September 26, 2018
As we sat in the hotel lobby, I looked across the room at Chance as he flirted with another girl. On OUR New York City trip. I was not okay with this. Like, REALLY not okay with this. But on the other hand, we were just friends. Why did I care about the girls he flirted with?!
It was 2012, and as we left our annual New York City trip and arrived home in Virginia, we continued the summer as friends. I was preparing to head to college for my freshman year and Chance was starting his senior year of high school. One day at football practice before the school year started, Chance broke his wrist badly enough to need surgery. I remember as soon as I got the call, I dropped everything and rushed to the hospital. I was so overcome with worry for him and just wanted to be there for him. It was only a broken wrist, but I will never forget that in that moment, I knew in my heart… I care so deeply for this boy, and not just as a friend.
Later that summer, I went off to college and Chance started his senior year. I put my feelings for him on the back burner. He was showing interest in other girls and it was obvious he didn’t feel the same about me as I did him. But I still couldn’t shake the feeling that there might be something there. I felt like I was caught in the middle. A large part of me wanted to be with Chance, but there was always a voice in the back of my head making me second guess myself. Did I really want to be with Chance? We’d been friends for 4 years now. Did I really want to mess all of that up?
During the first few months of my freshman year, I had a lot of really terrible things happen all at once. Everything that could go wrong personally, emotionally, relationally, and academically, did. It completely drained my usual happy spirit. I was really sad and not myself for a large part of the rest of my first semester of college, but Chance was the first to always check in and ask how I was doing.

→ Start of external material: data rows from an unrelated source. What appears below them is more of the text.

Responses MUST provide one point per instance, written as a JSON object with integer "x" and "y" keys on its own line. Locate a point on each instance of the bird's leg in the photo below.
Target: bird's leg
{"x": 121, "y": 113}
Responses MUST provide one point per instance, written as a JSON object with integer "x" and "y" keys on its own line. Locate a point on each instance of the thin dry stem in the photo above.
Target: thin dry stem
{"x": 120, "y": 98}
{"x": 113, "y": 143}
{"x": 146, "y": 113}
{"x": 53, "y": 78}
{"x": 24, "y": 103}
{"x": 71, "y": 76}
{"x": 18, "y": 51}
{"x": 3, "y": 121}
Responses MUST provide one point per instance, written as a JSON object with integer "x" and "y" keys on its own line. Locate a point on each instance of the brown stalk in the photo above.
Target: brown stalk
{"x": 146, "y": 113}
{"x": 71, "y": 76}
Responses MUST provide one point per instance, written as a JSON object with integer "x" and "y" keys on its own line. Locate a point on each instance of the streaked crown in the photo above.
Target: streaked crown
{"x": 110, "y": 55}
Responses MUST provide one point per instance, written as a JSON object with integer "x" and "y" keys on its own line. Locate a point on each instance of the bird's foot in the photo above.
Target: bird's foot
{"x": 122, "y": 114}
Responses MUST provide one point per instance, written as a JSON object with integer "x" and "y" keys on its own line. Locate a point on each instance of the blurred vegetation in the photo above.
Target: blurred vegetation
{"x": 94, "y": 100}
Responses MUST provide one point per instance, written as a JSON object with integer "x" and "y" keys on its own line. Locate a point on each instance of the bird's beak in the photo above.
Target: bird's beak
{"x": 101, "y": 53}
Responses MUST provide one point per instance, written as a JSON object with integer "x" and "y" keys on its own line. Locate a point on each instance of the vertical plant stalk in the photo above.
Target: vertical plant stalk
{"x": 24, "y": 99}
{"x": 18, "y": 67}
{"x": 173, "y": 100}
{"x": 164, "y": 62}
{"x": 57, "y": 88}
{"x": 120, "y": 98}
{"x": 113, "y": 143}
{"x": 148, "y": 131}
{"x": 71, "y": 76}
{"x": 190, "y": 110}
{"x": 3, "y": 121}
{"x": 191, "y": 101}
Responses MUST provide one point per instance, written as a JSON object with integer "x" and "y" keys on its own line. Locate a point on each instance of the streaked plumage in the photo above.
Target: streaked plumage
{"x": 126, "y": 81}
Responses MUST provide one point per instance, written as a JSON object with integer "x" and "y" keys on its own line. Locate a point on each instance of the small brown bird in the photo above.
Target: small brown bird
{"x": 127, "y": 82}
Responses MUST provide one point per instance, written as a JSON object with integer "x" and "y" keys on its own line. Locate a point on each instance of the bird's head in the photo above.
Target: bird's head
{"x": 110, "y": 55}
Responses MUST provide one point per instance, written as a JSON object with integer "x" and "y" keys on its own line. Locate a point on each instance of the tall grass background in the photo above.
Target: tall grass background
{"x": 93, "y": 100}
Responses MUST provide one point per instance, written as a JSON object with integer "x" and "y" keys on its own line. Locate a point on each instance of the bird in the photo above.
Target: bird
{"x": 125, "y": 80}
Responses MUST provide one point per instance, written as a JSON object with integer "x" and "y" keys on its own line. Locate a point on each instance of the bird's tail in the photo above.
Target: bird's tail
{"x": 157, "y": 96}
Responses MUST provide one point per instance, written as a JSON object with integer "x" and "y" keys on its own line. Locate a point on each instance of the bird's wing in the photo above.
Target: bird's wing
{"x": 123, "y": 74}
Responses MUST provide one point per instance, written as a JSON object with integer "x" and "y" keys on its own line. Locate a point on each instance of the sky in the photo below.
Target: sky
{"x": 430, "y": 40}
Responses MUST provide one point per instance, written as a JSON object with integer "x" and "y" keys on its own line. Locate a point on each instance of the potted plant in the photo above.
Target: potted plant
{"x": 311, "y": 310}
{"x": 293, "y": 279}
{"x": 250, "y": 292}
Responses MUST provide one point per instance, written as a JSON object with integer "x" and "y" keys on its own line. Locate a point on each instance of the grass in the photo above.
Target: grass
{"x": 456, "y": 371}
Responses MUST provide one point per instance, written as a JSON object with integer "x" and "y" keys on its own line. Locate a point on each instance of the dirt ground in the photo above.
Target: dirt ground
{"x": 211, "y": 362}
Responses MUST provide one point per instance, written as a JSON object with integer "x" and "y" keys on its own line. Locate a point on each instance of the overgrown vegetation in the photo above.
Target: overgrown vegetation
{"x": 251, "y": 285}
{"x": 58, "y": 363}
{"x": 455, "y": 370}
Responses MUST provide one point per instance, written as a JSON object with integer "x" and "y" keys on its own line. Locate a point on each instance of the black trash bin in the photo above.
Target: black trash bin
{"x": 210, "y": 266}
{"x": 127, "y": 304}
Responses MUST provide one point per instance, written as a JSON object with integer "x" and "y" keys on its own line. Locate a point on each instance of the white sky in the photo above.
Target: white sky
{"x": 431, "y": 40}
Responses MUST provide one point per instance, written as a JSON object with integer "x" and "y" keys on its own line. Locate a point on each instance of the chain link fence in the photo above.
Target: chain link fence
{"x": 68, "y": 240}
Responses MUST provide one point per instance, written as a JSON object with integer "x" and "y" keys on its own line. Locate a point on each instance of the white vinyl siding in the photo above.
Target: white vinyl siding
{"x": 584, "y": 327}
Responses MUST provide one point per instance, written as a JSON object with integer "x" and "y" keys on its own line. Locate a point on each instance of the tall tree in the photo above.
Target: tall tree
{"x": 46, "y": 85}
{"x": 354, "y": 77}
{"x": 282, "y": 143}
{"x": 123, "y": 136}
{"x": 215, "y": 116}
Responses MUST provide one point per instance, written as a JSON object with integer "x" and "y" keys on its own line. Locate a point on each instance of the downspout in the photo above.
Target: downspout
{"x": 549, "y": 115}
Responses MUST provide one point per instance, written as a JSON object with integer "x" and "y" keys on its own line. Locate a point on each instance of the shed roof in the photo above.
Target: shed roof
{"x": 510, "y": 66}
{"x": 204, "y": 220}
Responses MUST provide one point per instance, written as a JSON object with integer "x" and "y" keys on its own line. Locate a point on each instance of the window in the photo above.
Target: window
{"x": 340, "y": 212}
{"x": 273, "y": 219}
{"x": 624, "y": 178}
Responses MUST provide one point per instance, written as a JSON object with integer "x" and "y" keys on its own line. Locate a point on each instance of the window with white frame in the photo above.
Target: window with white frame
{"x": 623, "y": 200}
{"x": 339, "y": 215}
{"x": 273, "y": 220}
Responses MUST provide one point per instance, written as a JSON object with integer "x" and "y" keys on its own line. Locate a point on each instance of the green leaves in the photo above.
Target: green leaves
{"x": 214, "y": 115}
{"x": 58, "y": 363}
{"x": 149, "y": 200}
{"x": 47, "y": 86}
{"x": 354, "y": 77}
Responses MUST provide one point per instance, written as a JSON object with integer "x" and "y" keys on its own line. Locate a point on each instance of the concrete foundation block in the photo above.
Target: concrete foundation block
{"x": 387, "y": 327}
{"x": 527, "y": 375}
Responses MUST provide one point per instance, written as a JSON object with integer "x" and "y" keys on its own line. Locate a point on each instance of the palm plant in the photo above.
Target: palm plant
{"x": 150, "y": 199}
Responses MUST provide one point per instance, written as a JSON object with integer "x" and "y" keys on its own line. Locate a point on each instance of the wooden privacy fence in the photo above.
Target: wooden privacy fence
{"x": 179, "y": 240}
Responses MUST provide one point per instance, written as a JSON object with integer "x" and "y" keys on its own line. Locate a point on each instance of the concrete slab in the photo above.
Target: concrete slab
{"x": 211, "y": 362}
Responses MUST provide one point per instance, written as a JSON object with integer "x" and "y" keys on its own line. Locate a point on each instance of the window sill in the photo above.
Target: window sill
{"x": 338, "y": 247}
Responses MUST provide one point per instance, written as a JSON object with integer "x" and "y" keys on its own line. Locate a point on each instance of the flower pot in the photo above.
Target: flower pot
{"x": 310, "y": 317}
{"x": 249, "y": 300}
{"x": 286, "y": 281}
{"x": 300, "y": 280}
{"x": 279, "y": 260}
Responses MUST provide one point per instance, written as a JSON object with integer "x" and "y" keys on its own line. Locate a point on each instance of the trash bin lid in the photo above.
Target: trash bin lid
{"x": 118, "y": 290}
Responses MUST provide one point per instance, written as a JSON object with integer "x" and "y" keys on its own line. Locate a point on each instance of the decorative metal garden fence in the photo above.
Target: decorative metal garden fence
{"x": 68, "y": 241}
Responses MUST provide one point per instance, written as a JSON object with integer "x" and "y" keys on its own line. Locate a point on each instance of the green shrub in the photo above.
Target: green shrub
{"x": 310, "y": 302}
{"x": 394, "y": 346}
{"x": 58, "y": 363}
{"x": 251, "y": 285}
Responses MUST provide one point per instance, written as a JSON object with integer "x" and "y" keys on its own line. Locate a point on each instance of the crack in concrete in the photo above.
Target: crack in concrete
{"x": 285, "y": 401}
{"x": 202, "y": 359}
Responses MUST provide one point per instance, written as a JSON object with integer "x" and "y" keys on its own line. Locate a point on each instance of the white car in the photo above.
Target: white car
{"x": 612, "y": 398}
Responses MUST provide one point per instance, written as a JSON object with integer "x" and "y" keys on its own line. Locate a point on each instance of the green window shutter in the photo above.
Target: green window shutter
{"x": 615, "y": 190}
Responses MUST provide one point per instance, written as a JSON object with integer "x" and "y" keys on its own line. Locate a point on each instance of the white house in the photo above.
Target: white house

I remember spending the whole day at his house watching football right after everything had happened. We sat and just talked through everything. He was always there. He’d always been there.
As Christmas break approached, I started planning out what I wanted to do for my birthday that year! Birthdays are my FAVORITE and I always wanted to have a fun time! Since most of my new college friends were heading home for Christmas break, I ended up just inviting Chance, my cousin Chris, and my friend Sarah to the lake to celebrate on the night of. As my luck would have it, I got extremely sick on my birthday. And like, the reaaaaally not pretty kind. Chance came in several times to check on me and make sure I was okay. At one point, he sat with me and rubbed my back and before the night ended, gave me a kiss on the forehead. YES, A KISS ON THE FOREHEAD. I. FLIPPED. OUT. In my delirium, I honestly questioned if it even happened…
As the night went on, during the moments when I lie awake, I would play the kiss over and over in my head, trying to figure it out. Did it mean that he liked me or was it just a friendly kiss? Did it say, “Hey Demi, I like you,” or “feel better, kid.” After what felt like hours of analyzation, I finally figured out a solution. If the next morning, when he woke up and came upstairs for breakfast and things seemed different, it DEFINITELY meant something.